Substance Abuse by Youth in Michigan

The High School Youth Risk Behavior Survey 2019 for Michigan revealed the following: [4]

  • 13.6% of high-school students in Michigan reported that they had their first alcoholic drink before age 13.
  • One in four students reported they currently drank alcohol (at least 1 drink in the past 30 days).
  • 11.2% of Michigan youth reported current binge drinking.
  • Nearly 4 out of 10 adolescents said they obtained alcohol by someone giving it to them.
  • 2.2% of youngsters in Michigan said they had 10 or more drinks in a row within the last 30 days.
  • 37.5% of the surveyed youth indicated they had used marijuana at least once in their lifetime.
  • 5.4% of the surveyed Michigan students reported trying marijuana for the first time before age 13.
  • 21.6% of teenagers said they were current marijuana users (used pot/weed in the past 30 days).
  • 7.7% of youth in Michigan reported using synthetic marijuana, also known as skunk, King Kong, K2, spice, or fake weed.
  • 13.1% of teenagers said they had used prescription pain pills without a doctor’s orders.
  • 3.4% of Michigan teenagers reported cocaine use at least once in their lifetime.
  • 7.5% of youth said they had sniffed glue or aerosol spray cans and other inhalants.
  • 2.2% of high school students in Michigan reported heroin use at least once during their life.
  • 2.6% of youth reported methamphetamine use.
  • 2.2% of students reported steroid use without a doctor’s prescription.
  • 2.2% of the surveyed teenagers said they had injected an illegal drug into their body one or more times.
  • One in four teenagers reported they were offered an illegal drug on school property within the past 12 months.

Last updated: March 9, 2023


1 SAMHSA. 2018-2019 National Survey on Drug Use and Health.

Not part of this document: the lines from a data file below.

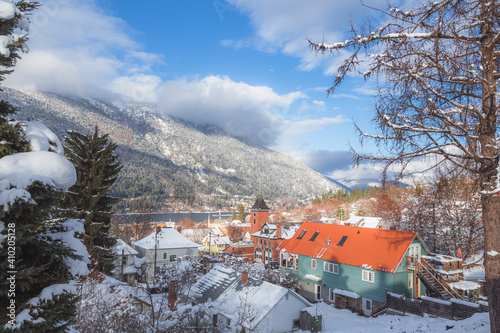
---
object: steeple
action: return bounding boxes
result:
[251,198,269,210]
[249,198,269,234]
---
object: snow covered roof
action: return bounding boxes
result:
[203,235,231,245]
[217,276,310,329]
[192,265,238,303]
[113,238,138,256]
[132,228,201,250]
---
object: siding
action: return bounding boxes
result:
[254,292,309,333]
[298,239,427,303]
[299,256,392,302]
[136,246,198,280]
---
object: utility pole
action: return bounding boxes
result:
[121,249,125,282]
[153,226,158,277]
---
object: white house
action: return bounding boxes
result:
[132,228,203,281]
[113,239,142,283]
[193,266,311,333]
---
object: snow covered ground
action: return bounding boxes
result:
[304,303,490,333]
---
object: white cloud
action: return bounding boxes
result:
[284,116,347,136]
[158,76,306,145]
[1,0,362,150]
[5,0,161,95]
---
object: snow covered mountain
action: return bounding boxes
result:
[3,89,339,199]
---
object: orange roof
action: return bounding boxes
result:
[279,222,417,273]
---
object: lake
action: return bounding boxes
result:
[113,212,237,223]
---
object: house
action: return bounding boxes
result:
[193,266,311,333]
[202,234,231,255]
[250,198,297,266]
[251,223,298,266]
[181,227,225,244]
[344,214,383,228]
[280,222,442,315]
[113,238,143,284]
[222,240,254,261]
[132,228,203,281]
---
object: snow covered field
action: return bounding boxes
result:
[308,303,490,333]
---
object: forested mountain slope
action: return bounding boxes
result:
[3,89,338,208]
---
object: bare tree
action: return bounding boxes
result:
[311,0,500,326]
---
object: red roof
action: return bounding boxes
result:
[279,222,417,273]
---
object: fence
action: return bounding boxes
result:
[387,293,489,319]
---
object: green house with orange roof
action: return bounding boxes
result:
[279,222,429,315]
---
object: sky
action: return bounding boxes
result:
[5,0,414,184]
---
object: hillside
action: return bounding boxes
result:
[4,89,339,206]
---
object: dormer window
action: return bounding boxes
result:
[309,231,319,242]
[297,230,307,239]
[337,236,347,246]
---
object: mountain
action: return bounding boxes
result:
[3,88,339,208]
[334,178,412,192]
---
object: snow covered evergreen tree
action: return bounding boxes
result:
[0,1,88,333]
[64,126,122,274]
[0,1,38,158]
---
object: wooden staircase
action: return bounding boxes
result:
[415,259,462,300]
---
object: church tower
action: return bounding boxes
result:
[249,198,269,244]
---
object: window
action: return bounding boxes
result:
[297,230,307,239]
[337,236,347,246]
[323,262,339,274]
[309,231,319,242]
[365,299,372,310]
[328,288,335,302]
[363,271,375,283]
[314,284,321,301]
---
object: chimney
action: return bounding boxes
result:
[167,282,177,311]
[241,271,248,286]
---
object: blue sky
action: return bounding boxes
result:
[6,0,402,179]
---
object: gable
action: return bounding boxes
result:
[280,222,416,273]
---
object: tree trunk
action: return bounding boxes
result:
[479,0,500,333]
[482,195,500,333]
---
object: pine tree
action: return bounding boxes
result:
[0,1,86,333]
[64,126,122,273]
[0,1,38,158]
[0,182,84,333]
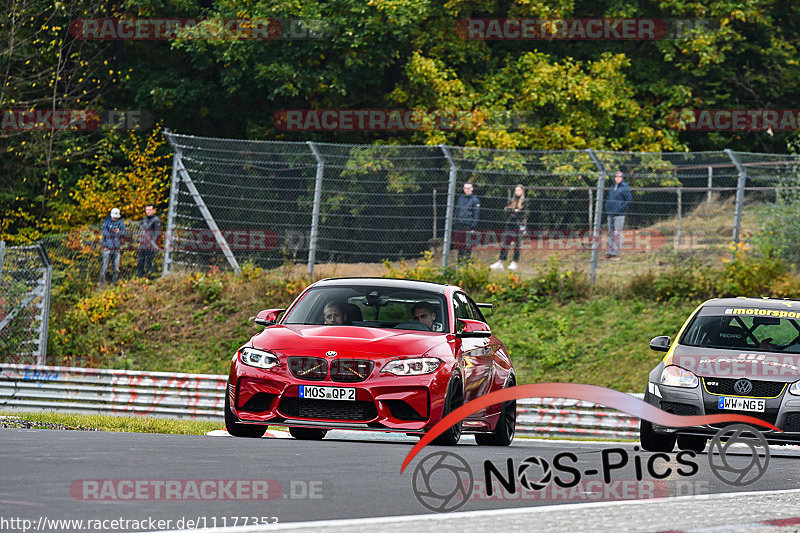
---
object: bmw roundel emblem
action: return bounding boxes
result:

Available online. Accessed on June 28, 2021.
2 Michigan Department of State Police. Illegal Drugs in Michigan. Available online. Accessed on June 28, 2021.
3 Michigan Department of Health and Human Services. Health Risk Behaviors Within the State of Michigan. Available online. Accessed on June 28, 2021.
4 CDC. High School YRBS. Michigan 2019 Results. Available online. Accessed on June 28, 2021.